The Fling event for women, Senter said, occurs every other year.

“The BAA began it in 1983,” Senter said. “Its an opportunity for women to return to campus, hear speakers, enjoy entertainment and reunite with classmates.”

Dodd, the associate director of special events and programs, also said her job did not change much with the move from the BAA to the network.

She said the transition has been smooth.

“The network staff has been warm and welcoming and helpful in acclimating me to my new position,” Dodd said. “They’ve been fabulous.”

Her current focus, she said, is on the programs that are being transitioned into the network, but she might take on more assignments in the future.

For now, Dodd said she is glad to be able to continue the former BAA alumni programs with the university. After managing these programs for nine years, she said she became attached.

“My hopes for the future in regards to alumni programs is to plan quality events at which all alumni will feel welcome, see familiar faces and feel the rich tradition and Baylor spirit we all love,” Dodd said.

The Heritage Club and the official Baylor ring program are both under Dodd’s supervision.

The Heritage Club was established in 1977 to honor and promote fellowship among those who attended Baylor 50 or more years ago.

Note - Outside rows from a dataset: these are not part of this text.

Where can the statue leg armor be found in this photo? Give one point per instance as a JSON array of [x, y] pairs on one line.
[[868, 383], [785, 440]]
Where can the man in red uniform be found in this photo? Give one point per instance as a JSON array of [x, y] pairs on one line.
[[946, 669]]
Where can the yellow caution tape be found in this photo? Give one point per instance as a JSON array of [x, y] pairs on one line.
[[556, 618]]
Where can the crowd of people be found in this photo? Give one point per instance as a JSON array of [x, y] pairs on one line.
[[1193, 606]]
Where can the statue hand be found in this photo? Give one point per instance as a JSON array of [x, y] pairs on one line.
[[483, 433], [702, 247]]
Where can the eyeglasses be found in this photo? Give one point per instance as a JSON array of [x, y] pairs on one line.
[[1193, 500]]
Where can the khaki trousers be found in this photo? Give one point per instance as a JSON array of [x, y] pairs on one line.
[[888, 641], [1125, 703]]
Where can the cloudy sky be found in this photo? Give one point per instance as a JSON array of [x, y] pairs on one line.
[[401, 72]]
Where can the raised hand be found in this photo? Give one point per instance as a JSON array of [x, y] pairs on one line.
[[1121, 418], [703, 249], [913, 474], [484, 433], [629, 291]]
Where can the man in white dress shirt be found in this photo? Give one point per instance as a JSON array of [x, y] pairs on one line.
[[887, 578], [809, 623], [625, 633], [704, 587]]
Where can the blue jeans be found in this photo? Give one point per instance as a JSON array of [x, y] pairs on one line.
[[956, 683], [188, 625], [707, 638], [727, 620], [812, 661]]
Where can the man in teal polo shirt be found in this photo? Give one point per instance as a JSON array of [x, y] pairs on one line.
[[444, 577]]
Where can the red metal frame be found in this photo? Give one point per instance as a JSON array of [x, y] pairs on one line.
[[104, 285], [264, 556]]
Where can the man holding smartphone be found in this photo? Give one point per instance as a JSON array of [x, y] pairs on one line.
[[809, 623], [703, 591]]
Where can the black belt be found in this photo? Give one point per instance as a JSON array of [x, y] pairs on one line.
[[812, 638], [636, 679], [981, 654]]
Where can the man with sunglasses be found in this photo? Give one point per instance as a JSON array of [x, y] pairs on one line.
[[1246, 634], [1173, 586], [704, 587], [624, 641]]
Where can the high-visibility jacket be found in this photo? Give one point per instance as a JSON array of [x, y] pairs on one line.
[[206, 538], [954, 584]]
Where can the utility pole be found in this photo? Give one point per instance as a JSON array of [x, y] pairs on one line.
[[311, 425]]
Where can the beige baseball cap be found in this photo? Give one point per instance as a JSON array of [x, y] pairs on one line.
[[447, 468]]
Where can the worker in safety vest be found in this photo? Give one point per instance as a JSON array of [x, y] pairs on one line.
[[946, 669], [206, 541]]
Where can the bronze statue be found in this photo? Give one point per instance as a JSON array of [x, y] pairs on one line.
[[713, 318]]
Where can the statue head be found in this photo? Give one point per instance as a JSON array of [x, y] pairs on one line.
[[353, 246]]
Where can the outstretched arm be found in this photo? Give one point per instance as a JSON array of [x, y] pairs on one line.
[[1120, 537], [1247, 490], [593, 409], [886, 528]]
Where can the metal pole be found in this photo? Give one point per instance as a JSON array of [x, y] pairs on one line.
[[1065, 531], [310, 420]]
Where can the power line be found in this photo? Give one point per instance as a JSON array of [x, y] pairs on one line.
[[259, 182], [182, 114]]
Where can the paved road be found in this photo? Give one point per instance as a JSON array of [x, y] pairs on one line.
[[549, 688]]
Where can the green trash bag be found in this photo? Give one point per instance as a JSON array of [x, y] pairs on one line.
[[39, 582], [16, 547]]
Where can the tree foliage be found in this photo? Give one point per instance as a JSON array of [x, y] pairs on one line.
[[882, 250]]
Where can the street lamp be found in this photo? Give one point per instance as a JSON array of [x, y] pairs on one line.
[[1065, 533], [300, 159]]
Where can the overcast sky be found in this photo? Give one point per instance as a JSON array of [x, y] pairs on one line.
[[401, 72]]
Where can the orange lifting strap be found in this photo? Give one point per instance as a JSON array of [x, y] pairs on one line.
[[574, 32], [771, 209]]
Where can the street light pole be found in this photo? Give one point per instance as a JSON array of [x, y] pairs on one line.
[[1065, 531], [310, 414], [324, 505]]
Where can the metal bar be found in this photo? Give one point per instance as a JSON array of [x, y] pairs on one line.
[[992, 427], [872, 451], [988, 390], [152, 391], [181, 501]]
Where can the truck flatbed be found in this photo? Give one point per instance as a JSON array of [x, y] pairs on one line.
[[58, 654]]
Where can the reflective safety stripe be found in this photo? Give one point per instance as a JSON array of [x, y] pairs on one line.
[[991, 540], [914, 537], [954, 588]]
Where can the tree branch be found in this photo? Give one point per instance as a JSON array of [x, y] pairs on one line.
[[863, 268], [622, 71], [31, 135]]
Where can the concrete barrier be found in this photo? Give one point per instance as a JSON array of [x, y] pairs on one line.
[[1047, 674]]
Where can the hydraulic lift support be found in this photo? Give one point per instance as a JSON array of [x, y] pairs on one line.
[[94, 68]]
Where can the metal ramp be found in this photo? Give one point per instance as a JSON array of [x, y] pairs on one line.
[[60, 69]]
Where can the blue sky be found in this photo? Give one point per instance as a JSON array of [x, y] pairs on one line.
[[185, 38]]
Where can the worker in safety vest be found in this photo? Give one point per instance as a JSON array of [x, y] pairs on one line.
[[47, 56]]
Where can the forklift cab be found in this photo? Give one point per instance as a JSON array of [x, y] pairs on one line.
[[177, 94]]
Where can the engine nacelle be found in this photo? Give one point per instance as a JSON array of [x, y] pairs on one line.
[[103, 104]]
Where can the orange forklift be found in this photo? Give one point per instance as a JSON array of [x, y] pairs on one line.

Davis said this tradition will continue today with a luncheon in Dallas. She also said the Heritage Club will be on campus in the spring.

The ring program consists of two ceremonies each year, which Davis said she and Dodd are working on together. The ceremony is for students who have completed 75 hours or more of study. At the ceremony, students are given their rings and told what the symbols on the rings represent.

“We’re working together to make sure the ceremony is just as meaningful as it has been in the past,” Davis said. “In fact, we’re going to do some additional things that we think, with working with university resources, can enhance the program altogether.”

Collin Cox, BAA president, said all former BAA employees who are eligible for a job at the university have either been offered jobs already or, he predicts, will be offered jobs soon.

Cox said he is happy that former BAA employees have jobs at the university.

“These are talented people,” Cox said. “To go onto the next professional opportunity — that is terrific.”